The Slow Decline of a Longterm Companion

Dramatic title, but my beloved 2006 MacPro1,1 is dying!

For the longest time the hard disk has been thrashing at start up. It’s the original disk, which has never been wiped during the last ~7 years, and has received every OS update until 10.7. After that the hardware is unsupported – EFI Bios version does not support a 64bit kernel.

On Saturday morning the keyboard / mouse weren’t responding, and i had to move things to another USB port. The one they using was apparently dead. Odd, but nothing bad came of it…

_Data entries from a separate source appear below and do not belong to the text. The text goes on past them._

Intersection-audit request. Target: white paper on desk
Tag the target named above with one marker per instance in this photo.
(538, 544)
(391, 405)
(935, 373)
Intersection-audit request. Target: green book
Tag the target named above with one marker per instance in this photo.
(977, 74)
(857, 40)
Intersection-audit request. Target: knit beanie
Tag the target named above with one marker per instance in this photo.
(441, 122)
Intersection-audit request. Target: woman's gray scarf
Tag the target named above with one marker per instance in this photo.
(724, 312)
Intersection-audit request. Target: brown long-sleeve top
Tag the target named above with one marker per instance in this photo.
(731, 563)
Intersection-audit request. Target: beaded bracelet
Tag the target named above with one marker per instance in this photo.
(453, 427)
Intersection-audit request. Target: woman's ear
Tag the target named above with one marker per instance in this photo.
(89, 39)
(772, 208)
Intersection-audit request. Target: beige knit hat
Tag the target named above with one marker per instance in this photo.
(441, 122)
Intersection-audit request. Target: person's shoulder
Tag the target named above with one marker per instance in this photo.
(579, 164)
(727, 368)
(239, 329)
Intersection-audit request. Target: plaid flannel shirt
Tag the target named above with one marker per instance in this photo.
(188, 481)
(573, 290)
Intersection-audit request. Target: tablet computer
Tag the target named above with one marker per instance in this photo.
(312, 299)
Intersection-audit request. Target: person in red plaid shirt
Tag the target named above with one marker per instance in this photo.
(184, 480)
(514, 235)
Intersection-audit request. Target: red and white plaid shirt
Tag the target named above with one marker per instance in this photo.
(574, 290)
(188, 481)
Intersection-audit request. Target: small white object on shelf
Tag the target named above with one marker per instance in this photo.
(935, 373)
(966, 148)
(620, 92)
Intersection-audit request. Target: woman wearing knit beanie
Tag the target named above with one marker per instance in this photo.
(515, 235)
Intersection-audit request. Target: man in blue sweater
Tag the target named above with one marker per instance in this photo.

On Monday morning, when the Finder failed to start, with a helpful popup telling them that the Finder had failed, and options to ignore, report, and retry (none of which were clickable…) my first thought was that the disk thrashing had got so bad that it just wasn’t starting in time. Seemed reasonable… so, i rsync’ed[1] the root disk with it’s backup disk, rebooted holding down the alt / option key. Er, where is the backup disk?! Back to the original disk. Search for a command to make a device bootable. Ah, bless! Yes, the command ‘sudo bless –folder /Volumes/Backup/System/Library/CoreServices’ will make a partition bootable.

Reboot, select the backup partition… same problem, the Finder dies at start-up. On the positive side, it all happens with a lot less disk thrashing!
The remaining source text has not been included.